Ora, é claro que eu tinha. Um etéreo matou o meu melhor amigo, outros deles invadiram o orfanato da minha antiga fenda. Vamos dizer que parte da minha maldita desgraça tem o nome deles estampado.

— Está pronto, Enoch? - Emma sussurrou. Estávamos escondidos atrás de um arbusto ornamentado. Tinha a forma de um homem apontando para o céu, que atendia pelo mome de Adam. Acho que nunca vou entender o porquê, talvez alguma referência artística. O único universo artístico que me atrai, porém, é o da vida, cheia de pinceladas bucólicas e engenhosas, até que se acabe com as garras peçonhentas da morte.

A senhorita Peregrine estava lá em pé, encarando o absoluto nada. Ela parecia destemida, apesar de não entender a maioria de suas feições. Ela era misteriosa, assim como Pearl von Jayne sempre foi. Nossa atual mentora pegou um relógio de bolso, o que ela carregava quando nos recebeu. Alma olhava para ele a cada 5 exatos segundos.

— Quando a coisa toda vai acontecer? - Perguntei, copiando o tom de voz da garota de fogo. Ela teria mostrado sua peculiaridade minutos atrás, quando fomos banhados pela escuridão. Quase acordei alguns dos syndrigasts com o meu grito de surpresa.
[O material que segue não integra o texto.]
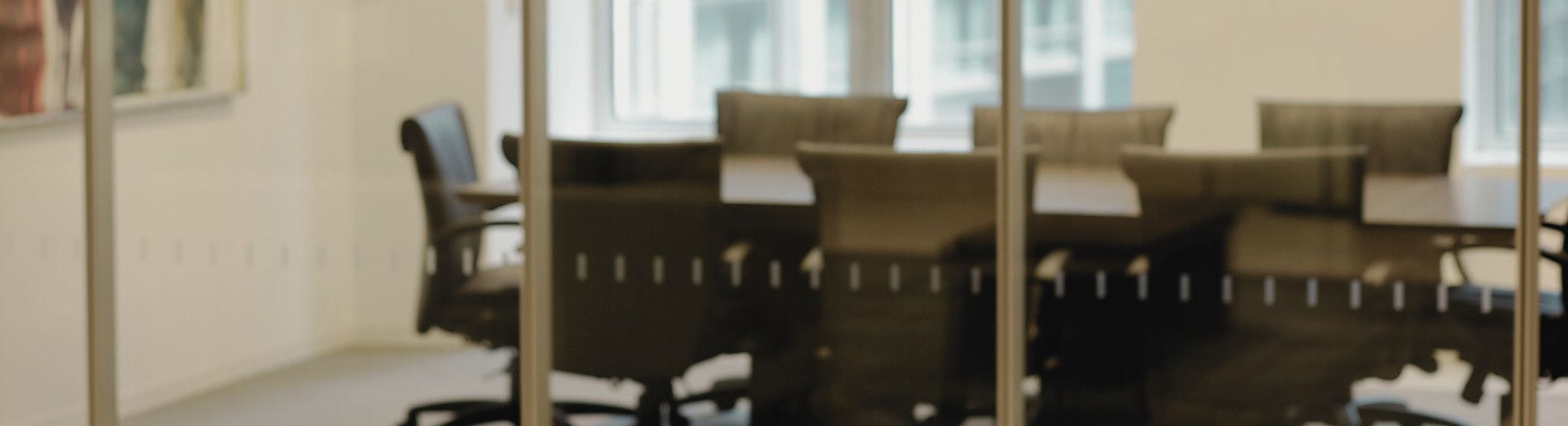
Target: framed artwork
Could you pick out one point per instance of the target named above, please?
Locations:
(165, 51)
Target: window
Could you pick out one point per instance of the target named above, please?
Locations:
(1077, 54)
(668, 57)
(1495, 95)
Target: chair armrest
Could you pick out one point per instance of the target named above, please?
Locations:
(1053, 265)
(738, 253)
(446, 234)
(812, 260)
(1377, 273)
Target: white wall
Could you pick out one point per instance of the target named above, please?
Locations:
(1216, 58)
(236, 231)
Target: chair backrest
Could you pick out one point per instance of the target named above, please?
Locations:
(440, 141)
(1313, 179)
(626, 163)
(635, 202)
(1079, 138)
(874, 201)
(771, 124)
(1399, 138)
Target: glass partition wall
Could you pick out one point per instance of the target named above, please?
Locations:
(1272, 229)
(882, 212)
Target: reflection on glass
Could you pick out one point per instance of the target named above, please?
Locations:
(1501, 75)
(671, 57)
(1076, 55)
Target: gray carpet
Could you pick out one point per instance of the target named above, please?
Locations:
(375, 386)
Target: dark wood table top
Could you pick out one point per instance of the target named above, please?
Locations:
(1465, 201)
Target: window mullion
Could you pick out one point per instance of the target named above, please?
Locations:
(871, 48)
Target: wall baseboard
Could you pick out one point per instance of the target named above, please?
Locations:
(159, 393)
(399, 339)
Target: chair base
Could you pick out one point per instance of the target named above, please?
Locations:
(654, 407)
(1377, 411)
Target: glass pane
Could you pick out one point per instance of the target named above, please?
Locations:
(794, 270)
(43, 286)
(1502, 87)
(1077, 54)
(671, 57)
(1272, 232)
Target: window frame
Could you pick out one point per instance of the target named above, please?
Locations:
(1488, 135)
(875, 28)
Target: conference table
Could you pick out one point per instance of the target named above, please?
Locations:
(1463, 201)
(1100, 206)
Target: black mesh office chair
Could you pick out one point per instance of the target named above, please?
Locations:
(1399, 138)
(457, 295)
(771, 124)
(883, 340)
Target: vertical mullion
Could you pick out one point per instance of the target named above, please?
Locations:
(535, 348)
(1092, 54)
(1526, 312)
(1010, 228)
(99, 131)
(871, 48)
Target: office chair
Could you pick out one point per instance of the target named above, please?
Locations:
(457, 295)
(620, 209)
(771, 124)
(1324, 181)
(1493, 266)
(1399, 138)
(882, 343)
(1079, 138)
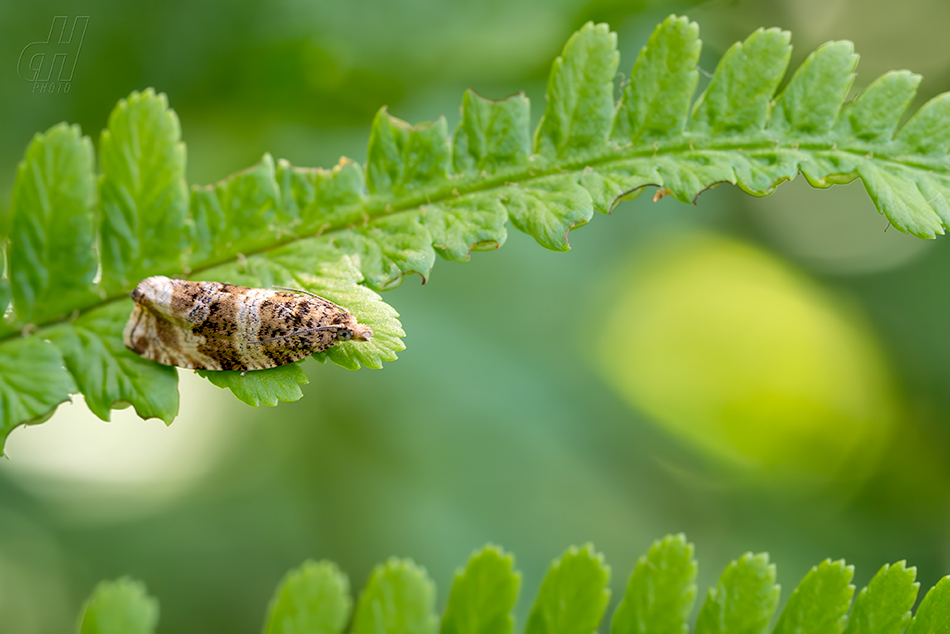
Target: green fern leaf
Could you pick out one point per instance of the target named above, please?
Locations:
(661, 590)
(399, 598)
(483, 595)
(427, 191)
(744, 599)
(933, 613)
(312, 599)
(883, 607)
(261, 387)
(573, 595)
(142, 192)
(52, 229)
(33, 382)
(119, 607)
(107, 373)
(819, 605)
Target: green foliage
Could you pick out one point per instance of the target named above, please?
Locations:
(424, 191)
(883, 607)
(399, 598)
(744, 599)
(119, 607)
(661, 591)
(313, 599)
(820, 603)
(483, 595)
(573, 595)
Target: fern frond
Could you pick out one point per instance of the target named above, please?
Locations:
(355, 229)
(399, 599)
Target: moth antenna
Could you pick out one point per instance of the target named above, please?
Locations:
(299, 333)
(305, 292)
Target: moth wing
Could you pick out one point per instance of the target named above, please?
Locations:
(153, 337)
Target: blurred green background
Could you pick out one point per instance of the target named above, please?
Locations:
(763, 374)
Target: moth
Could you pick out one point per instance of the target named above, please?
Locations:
(215, 326)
— Daqui a alguns segundos. - Respondeu, sem tirar os olhos da ave. Eu perguntaria como ela teria tanta certeza disso, mas logo desisti quando ouvi barulhos semelhantes a rugidos de um motor.

— Esses são...

— Os monstros. - Victor concluiu meu pensamento. Estava ainda mais ansioso, meu coração batia com muita força. Mesmo sem ver os etéreos, eu estava nervoso.

Apesar dos barulhos agonizantes que os etéreos emitiam, Alma não poderia permitir que as outras crianças ouvissem. Para abafar os grunhidos, ela carregava uma velha e elegante vitrola que tocava uma melodia simbólica, pelo menos para mim.

Sim, eu conhecia a música. Era a que Pearl cantava a maioria das noites para seus filhotes dormirem.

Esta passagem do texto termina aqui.